Sie kreuzte alle Sorten untereinander. In der nächsten Generation nahm die Fruchtbarkeit der Pollen ab. Dann bestimmten die Forscher noch, welche beiden Sorten gekreuzt die unfruchtbarsten Nachkommen produzieren.
Genau diese Sorten sind dann erfolgversprechend für die Zucht. Sorten, die wenig Pollen produzieren, sozusagen steril sind, können gezielt für Kreuzungen verwendet werden. Diese werden dann von anderen Sorten gezielt befruchtet.
Generell gibt es Pflanzen, die sich nur selbst befruchten und wiederum Pflanzen, die nur Fremdbefruchtung zulassen. Manche Pflanzen machen beides. Den Grad der verschiedenen Befruchtungsarten zu bestimmen, ist ein Thema in Fähnrichs Forschung. Bei der Kamille sind beispielsweise Sorten gefragt, die sich nicht selbst befruchten. Dann können gezielte Kreuzungen durchgeführt werden.
Forschen für die Pflanzenheilkunde
Die Pflanzenheilkunde ist in den letzten Jahren immer wichtiger geworden, auch in der Veterinärmedizin. Die Kamille wird sehr häufig in der Alternativmedizin eingesetzt, allerdings in Österreich selten angebaut.
Momentan wird der Großteil der Kamille, die in Österreich verarbeitet wird, aus Südamerika, Ägypten und Osteuropa importiert. Fähnrich betreibt ihre Grundlagenforschung auch, um den Anbau der Kamille für österreichische und mitteleuropäische Betriebe wieder attraktiv zu machen.

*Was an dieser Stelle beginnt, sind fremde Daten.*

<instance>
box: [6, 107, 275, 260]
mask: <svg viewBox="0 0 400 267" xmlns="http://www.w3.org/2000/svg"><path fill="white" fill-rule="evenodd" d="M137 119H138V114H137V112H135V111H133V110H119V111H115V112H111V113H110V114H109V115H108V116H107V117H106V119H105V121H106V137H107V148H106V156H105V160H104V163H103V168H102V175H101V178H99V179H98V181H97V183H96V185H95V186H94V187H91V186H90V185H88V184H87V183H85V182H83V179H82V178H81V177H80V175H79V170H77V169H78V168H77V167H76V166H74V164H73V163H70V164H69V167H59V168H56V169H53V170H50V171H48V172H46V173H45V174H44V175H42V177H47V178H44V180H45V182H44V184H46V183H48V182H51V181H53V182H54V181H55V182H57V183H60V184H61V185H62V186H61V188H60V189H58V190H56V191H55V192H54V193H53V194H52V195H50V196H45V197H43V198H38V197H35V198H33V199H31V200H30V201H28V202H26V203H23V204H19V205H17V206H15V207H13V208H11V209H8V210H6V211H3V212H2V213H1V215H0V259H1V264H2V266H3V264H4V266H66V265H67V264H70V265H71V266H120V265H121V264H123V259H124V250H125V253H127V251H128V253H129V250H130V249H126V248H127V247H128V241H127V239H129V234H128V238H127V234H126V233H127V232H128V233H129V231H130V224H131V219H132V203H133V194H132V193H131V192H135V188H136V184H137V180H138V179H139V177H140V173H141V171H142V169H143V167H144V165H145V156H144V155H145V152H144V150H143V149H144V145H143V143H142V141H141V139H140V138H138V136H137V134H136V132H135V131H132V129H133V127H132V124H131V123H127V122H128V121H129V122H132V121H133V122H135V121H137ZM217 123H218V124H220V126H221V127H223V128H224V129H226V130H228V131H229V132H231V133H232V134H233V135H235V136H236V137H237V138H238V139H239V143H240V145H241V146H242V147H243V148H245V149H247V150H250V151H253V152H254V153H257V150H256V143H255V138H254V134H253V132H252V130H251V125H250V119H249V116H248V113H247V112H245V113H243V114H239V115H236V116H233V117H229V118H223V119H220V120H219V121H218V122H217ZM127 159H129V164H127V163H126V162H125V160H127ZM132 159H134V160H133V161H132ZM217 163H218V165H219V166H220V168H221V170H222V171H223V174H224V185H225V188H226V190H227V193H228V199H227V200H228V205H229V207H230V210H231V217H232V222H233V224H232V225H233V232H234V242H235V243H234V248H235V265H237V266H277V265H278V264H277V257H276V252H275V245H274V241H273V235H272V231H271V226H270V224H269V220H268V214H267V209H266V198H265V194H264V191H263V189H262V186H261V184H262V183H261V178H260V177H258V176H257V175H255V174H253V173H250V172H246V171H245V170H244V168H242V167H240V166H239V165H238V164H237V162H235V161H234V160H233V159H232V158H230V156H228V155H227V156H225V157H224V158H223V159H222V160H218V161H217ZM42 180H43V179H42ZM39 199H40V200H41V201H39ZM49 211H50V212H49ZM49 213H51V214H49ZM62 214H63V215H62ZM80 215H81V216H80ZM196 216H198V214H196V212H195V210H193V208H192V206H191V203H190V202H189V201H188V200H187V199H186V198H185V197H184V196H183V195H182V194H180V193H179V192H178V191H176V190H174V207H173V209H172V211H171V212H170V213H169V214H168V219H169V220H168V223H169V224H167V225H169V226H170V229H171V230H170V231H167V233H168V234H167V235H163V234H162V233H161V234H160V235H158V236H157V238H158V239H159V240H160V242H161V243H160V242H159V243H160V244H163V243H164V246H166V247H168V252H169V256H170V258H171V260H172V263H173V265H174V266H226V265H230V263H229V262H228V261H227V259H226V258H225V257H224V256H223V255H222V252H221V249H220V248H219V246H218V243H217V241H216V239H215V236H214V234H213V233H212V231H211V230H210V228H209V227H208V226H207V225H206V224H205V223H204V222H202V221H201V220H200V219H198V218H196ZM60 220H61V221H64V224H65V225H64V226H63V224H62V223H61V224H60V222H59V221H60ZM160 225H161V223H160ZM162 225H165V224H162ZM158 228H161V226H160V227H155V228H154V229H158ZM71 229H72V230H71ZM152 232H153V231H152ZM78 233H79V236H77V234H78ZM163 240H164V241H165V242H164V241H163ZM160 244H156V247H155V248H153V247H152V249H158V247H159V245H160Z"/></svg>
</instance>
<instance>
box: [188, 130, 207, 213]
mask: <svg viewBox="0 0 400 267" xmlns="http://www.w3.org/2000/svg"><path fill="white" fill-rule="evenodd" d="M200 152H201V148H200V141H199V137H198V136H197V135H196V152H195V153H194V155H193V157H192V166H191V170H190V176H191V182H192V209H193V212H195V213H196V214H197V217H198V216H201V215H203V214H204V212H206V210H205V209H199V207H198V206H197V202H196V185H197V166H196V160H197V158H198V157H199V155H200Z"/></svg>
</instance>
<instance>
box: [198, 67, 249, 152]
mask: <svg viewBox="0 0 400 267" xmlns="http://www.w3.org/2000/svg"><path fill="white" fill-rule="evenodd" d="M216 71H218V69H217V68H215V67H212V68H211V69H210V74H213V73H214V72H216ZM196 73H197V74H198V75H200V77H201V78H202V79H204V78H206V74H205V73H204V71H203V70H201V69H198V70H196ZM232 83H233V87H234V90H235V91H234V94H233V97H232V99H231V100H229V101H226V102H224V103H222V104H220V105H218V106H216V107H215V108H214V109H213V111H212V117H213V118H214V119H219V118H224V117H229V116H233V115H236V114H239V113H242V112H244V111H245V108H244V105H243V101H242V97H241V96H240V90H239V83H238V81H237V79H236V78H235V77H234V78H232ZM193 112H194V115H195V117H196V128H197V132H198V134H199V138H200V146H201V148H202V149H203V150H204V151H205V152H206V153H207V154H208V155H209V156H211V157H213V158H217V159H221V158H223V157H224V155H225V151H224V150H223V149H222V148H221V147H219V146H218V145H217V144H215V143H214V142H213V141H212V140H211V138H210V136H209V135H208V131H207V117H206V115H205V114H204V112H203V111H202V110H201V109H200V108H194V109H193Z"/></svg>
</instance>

Die Studie „Self-incompatibility and male sterility in six Matricaria recutita varieties” von B. Fähnrich, P. Nemaz und Ch. Franz wurde im Journal of Applied Botany and Food Quality veröffentlicht.
http://pub.jki.bund.de/index.php/JABFQ/article/view/2468
Die Arbeit “Ploidy Level and Reproductive Trait Analysis in Three Matricaria recutita Cultivars” von B. Fähnrich, C. Dobes und Ch. Franz wurde im Journal Cytologia publiziert.